- O projeto de lei C-25 do Canadá propõe a proibição de doações em criptomoedas e métodos semelhantes devido a preocupações com a rastreabilidade e verificação de identidade.
- A lei aplica-se a partidos, candidatos e terceiros, com penalidades e medidas de aplicação rigorosas.
- A mudança ocorre devido ao aumento das preocupações com a transparência, passando da regulação à proibição total de doações em criptomoedas.
O Canadá introduziu uma nova legislação para proibir doações em criptomoedas na política federal, marcando uma mudança nas regras de financiamento eleitoral. O projeto de lei C-25, apresentado a 26 de março na Câmara dos Comuns, visa proibir contribuições em criptomoedas devido a preocupações com a rastreabilidade. A proposta segue os avisos das autoridades eleitorais sobre os riscos associados a métodos de financiamento anónimos.
O projeto visa múltiplos métodos de pagamento
O projeto de lei C-25, conhecido como a Lei das Eleições Fortes e Livres, expande-se para além das criptomoedas. Também proíbe doações feitas através de ordens de pagamento e cartões de pagamento pré-pagos. Os legisladores agruparam esses métodos devido a desafios na rastreabilidade da origem dos fundos.

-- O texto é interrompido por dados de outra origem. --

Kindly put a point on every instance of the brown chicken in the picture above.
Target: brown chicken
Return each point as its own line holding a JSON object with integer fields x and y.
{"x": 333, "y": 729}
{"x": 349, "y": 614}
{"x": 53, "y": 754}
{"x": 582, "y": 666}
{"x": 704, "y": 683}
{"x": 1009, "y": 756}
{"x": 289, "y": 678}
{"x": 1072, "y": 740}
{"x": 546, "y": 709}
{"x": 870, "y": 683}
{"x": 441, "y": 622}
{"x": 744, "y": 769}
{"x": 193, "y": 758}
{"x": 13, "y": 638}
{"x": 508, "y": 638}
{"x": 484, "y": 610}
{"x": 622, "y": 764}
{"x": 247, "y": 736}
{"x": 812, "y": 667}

As restrições aplicam-se a todo o sistema político. Partidos registados, candidatos, concorrentes à liderança e anunciantes terceiros estão sujeitos à proibição proposta. Além disso, o projeto de lei descreve medidas de aplicação para violações.
Os destinatários devem devolver, destruir ou converter contribuições proibidas dentro de 30 dias. Devem então transferir os fundos para o Receiver General. As penalidades incluem multas até o dobro do valor da contribuição, além de $100.000 para empresas.
Mudança de regulamentação para proibição
O Canadá permitia anteriormente doações em criptomoedas sob uma estrutura administrativa de 2019. As autoridades as classificaram como contribuições não monetárias, semelhantes a propriedade. No entanto, o uso permaneceu mínimo na prática.
Nenhum grande partido federal divulgou doações em criptomoedas durante as eleições de 2021 ou 2025. Além disso, essas contribuições não qualificaram para créditos fiscais, limitando seu apelo. Doadores que contribuíram com mais de $200 também precisaram fornecer detalhes de identificação.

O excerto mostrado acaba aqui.